I was close to him, and watched him narrowly, to see if I could perceive any signs of shrinking or trembling in his person, but there was none. Once I thought I saw his knees tremble, but it was only the wind blowing his loose trousers. His firmness was subjected to still further trial by hearing Colonel Smith announce to the sheriff, “We are all ready, Mr. Campbell.” The sheriff did not hear, or did not comprehend; and in a louder tone the same announcement was made. But the culprit still stood ready until the sheriff, descending the flight of steps, with a well-directed blow of a sharp hatchet, severed the rope that held up the trap door, which instantly sank beneath him, and he fell about three feet; and the man of strong and bloody hand, of fierce passions, of iron will, of wonderful vicissitudes, the terrible partisan of Kansas, the capturer of the United States.

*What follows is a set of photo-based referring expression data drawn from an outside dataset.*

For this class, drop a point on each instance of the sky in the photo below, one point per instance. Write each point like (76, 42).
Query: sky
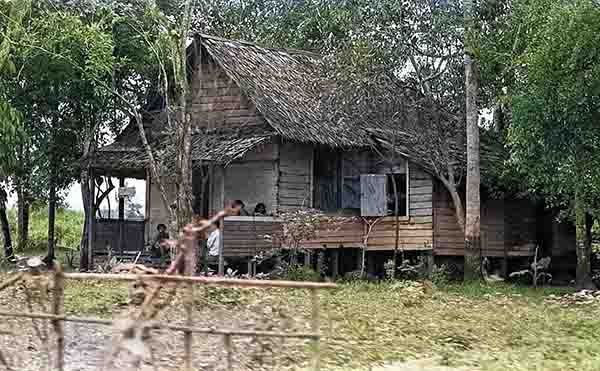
(73, 198)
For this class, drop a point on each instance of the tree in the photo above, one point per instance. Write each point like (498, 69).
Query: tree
(60, 59)
(11, 133)
(473, 204)
(554, 133)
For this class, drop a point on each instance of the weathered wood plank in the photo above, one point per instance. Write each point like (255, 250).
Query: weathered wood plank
(420, 191)
(373, 201)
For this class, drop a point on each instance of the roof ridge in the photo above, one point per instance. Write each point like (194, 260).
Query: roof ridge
(290, 51)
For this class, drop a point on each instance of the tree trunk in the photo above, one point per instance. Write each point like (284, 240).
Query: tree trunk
(185, 189)
(397, 227)
(8, 250)
(51, 219)
(22, 217)
(85, 197)
(451, 187)
(583, 275)
(473, 206)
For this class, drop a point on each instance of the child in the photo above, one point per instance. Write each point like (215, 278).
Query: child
(213, 243)
(157, 248)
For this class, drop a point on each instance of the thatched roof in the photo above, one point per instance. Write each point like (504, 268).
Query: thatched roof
(287, 87)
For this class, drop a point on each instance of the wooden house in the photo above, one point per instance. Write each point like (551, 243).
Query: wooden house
(263, 137)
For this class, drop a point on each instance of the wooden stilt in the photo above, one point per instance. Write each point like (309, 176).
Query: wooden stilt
(335, 263)
(308, 259)
(121, 216)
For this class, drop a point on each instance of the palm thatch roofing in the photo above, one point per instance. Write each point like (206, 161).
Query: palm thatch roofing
(289, 89)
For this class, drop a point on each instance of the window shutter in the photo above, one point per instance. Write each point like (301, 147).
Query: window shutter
(373, 199)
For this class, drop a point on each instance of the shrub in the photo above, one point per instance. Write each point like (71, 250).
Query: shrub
(294, 272)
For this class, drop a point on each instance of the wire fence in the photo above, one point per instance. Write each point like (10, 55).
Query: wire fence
(135, 328)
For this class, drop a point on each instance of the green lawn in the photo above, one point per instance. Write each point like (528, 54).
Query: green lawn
(477, 326)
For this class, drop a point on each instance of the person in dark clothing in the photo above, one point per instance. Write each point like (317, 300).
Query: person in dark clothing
(157, 249)
(260, 209)
(241, 207)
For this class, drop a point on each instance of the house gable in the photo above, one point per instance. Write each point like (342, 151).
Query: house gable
(217, 101)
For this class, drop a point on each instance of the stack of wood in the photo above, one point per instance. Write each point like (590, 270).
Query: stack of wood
(583, 297)
(130, 268)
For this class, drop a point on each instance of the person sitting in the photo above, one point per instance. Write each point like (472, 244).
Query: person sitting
(157, 248)
(213, 244)
(240, 207)
(260, 209)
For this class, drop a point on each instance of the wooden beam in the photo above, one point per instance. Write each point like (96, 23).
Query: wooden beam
(91, 219)
(307, 259)
(335, 263)
(121, 215)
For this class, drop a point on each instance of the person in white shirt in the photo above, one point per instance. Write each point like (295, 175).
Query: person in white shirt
(213, 243)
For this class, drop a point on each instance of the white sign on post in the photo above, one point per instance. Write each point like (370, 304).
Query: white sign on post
(126, 192)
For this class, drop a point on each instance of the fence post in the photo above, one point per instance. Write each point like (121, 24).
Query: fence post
(221, 270)
(315, 329)
(228, 346)
(57, 310)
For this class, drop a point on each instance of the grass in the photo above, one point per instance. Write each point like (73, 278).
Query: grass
(68, 228)
(477, 326)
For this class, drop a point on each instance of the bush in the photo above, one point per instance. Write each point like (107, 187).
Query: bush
(68, 228)
(296, 273)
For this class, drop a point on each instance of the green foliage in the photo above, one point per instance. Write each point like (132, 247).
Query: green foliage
(94, 297)
(69, 226)
(478, 326)
(540, 59)
(300, 273)
(441, 275)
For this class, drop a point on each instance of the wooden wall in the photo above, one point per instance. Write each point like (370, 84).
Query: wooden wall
(420, 192)
(416, 230)
(217, 101)
(507, 226)
(563, 238)
(252, 180)
(244, 237)
(295, 176)
(347, 234)
(416, 233)
(157, 213)
(106, 233)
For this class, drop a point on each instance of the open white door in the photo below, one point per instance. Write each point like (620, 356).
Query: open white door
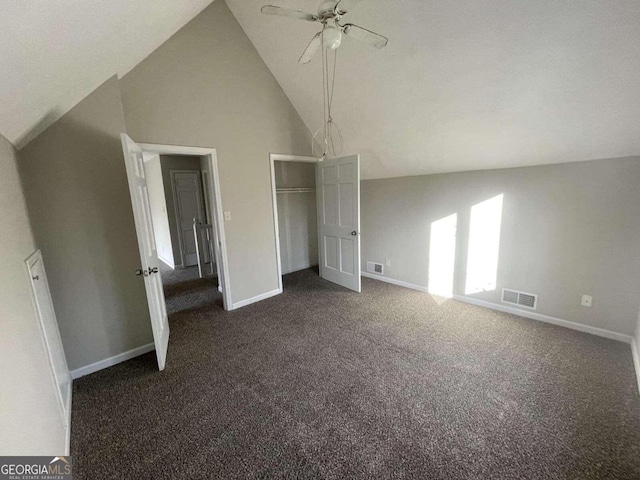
(51, 334)
(147, 245)
(338, 192)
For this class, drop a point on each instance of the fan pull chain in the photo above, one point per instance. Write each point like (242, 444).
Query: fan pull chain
(333, 140)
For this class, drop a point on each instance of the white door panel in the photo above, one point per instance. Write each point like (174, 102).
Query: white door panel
(147, 247)
(50, 332)
(338, 187)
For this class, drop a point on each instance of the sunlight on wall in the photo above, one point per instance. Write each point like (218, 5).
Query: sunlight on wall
(484, 245)
(442, 256)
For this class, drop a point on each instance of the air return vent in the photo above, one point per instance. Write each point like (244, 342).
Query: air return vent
(374, 267)
(527, 300)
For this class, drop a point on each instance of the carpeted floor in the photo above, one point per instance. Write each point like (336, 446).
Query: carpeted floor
(320, 382)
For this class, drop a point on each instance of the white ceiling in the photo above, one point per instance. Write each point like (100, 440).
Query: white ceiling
(53, 53)
(467, 85)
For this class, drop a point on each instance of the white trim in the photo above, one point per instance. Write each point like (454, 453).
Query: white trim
(547, 319)
(211, 157)
(166, 262)
(277, 157)
(176, 149)
(67, 447)
(111, 361)
(400, 283)
(636, 359)
(303, 267)
(257, 298)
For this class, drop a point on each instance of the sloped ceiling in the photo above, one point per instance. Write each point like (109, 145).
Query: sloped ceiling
(54, 53)
(467, 85)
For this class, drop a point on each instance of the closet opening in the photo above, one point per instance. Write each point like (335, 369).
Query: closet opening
(293, 181)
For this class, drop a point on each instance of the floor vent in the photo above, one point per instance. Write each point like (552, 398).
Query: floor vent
(374, 267)
(527, 300)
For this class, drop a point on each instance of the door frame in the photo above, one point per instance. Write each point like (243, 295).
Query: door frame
(277, 157)
(172, 173)
(211, 158)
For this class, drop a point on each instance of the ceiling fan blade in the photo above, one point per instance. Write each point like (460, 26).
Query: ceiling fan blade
(345, 6)
(364, 35)
(286, 12)
(311, 50)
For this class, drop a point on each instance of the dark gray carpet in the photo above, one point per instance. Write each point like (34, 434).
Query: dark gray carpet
(320, 382)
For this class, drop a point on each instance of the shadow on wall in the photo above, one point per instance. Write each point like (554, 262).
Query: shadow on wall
(482, 250)
(48, 119)
(78, 199)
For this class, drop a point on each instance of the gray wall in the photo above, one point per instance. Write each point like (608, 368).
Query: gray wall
(78, 200)
(175, 162)
(30, 417)
(567, 230)
(207, 86)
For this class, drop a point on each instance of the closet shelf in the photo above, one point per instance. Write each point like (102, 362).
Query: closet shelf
(295, 190)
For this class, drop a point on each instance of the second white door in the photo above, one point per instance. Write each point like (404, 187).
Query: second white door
(187, 195)
(338, 194)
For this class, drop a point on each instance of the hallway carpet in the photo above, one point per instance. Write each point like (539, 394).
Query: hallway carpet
(321, 382)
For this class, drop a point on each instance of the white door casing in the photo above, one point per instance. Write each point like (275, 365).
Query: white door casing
(188, 203)
(147, 246)
(338, 193)
(51, 335)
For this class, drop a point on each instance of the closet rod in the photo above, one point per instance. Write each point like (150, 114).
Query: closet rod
(295, 190)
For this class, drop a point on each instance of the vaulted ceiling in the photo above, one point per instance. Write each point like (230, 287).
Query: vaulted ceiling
(54, 53)
(468, 84)
(462, 85)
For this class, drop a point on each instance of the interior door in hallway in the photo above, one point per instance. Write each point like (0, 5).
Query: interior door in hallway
(338, 192)
(147, 246)
(187, 194)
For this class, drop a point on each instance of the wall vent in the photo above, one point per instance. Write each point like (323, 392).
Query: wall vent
(527, 300)
(374, 267)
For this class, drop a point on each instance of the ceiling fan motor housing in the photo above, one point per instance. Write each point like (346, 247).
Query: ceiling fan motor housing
(327, 10)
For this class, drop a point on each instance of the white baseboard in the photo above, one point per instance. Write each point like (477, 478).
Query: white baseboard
(111, 361)
(400, 283)
(249, 301)
(166, 262)
(601, 332)
(636, 359)
(298, 268)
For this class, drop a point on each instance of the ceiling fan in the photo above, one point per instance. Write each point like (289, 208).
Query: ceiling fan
(329, 14)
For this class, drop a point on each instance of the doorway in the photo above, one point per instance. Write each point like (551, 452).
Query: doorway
(316, 210)
(135, 155)
(183, 187)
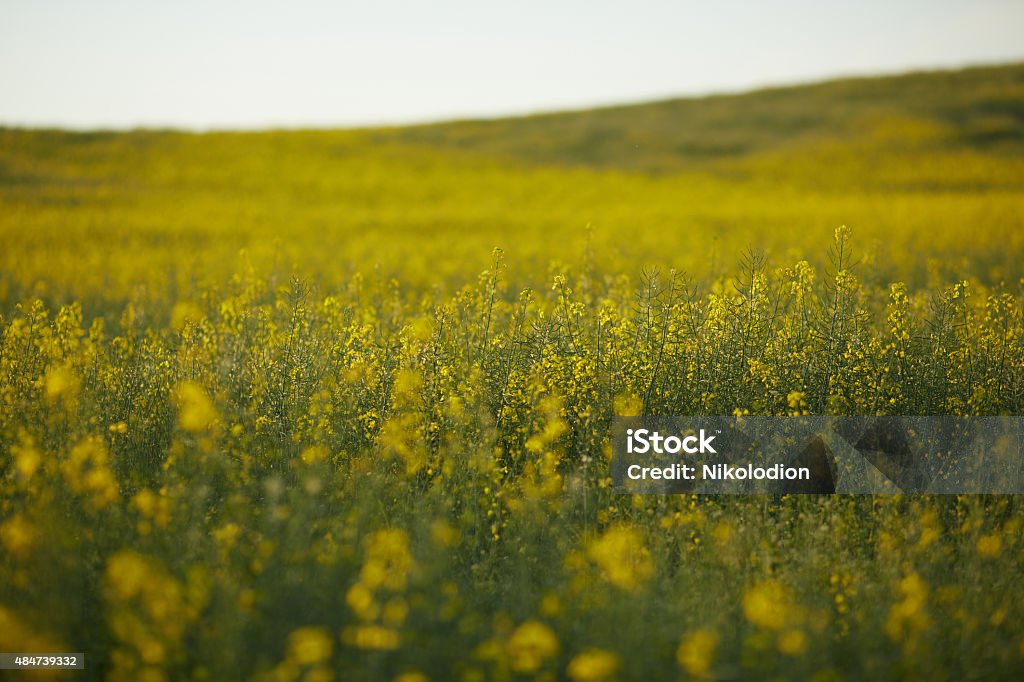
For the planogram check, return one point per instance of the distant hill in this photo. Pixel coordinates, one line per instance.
(980, 108)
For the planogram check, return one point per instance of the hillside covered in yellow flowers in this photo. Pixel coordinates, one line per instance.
(335, 403)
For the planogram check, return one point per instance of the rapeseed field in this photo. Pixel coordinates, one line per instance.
(336, 405)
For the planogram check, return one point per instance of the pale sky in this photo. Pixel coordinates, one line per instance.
(192, 64)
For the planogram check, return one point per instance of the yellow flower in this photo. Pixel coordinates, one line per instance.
(696, 652)
(530, 645)
(766, 605)
(196, 410)
(593, 665)
(622, 556)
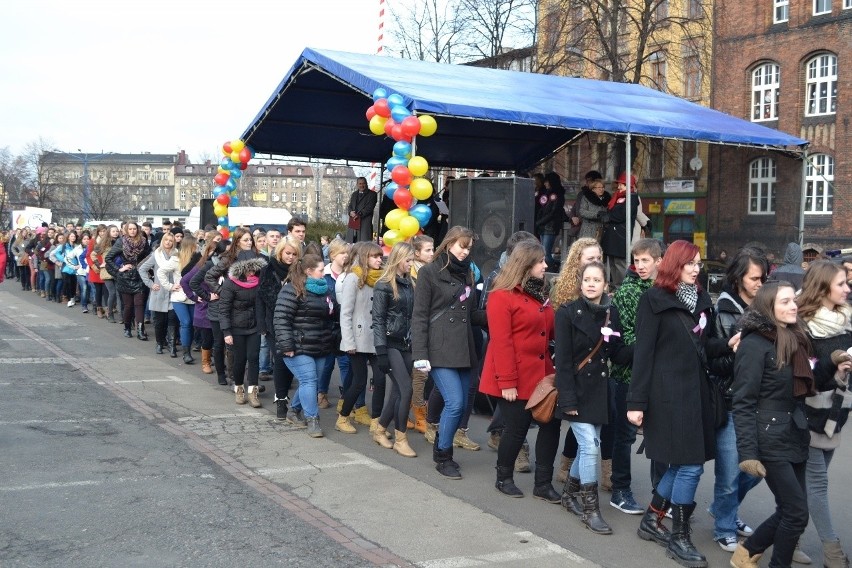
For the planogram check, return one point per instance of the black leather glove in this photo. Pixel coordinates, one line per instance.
(383, 362)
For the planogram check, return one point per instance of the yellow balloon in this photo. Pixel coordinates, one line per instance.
(428, 126)
(421, 188)
(377, 125)
(390, 237)
(418, 166)
(408, 226)
(393, 217)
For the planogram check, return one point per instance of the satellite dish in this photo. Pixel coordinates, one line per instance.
(696, 163)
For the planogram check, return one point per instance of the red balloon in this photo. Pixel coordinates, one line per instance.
(389, 124)
(402, 176)
(411, 126)
(402, 197)
(382, 108)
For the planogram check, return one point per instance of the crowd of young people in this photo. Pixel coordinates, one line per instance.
(757, 382)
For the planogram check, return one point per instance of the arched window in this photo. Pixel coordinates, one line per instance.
(761, 186)
(765, 90)
(821, 85)
(819, 177)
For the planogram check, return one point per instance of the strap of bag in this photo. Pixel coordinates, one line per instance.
(594, 352)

Arsenal at Harpers Ferry, the would-be Catiline of the South, the demi-god of the abolitionists, the man who is in his motives, his means, his plans, and his successes, must ever be a wonder, a puzzle, and a mystery — John Brown — was hanging between heaven and earth.
There was profound stillness during the time his struggles continued, growing feebler and feebler at each abortive attempt to breathe. He knees were scarcely bent, his arms were drawn up to a right angle at the elbow, with the hands clenched; but there was no writing of the body, no violent heaving of the chest. At each feebler effort at respiration his arms sank lower, and his legs hung more relaxed, until at last, straight and lank he dangled, swayed to and fro by the wind.
On December 2, 2020, Author Philip Andrew Hamilton visited the site of John Brown’s execution. The wagon that was used to take John Brown to the gallows is in the Jefferson County Musuem in West Virginia.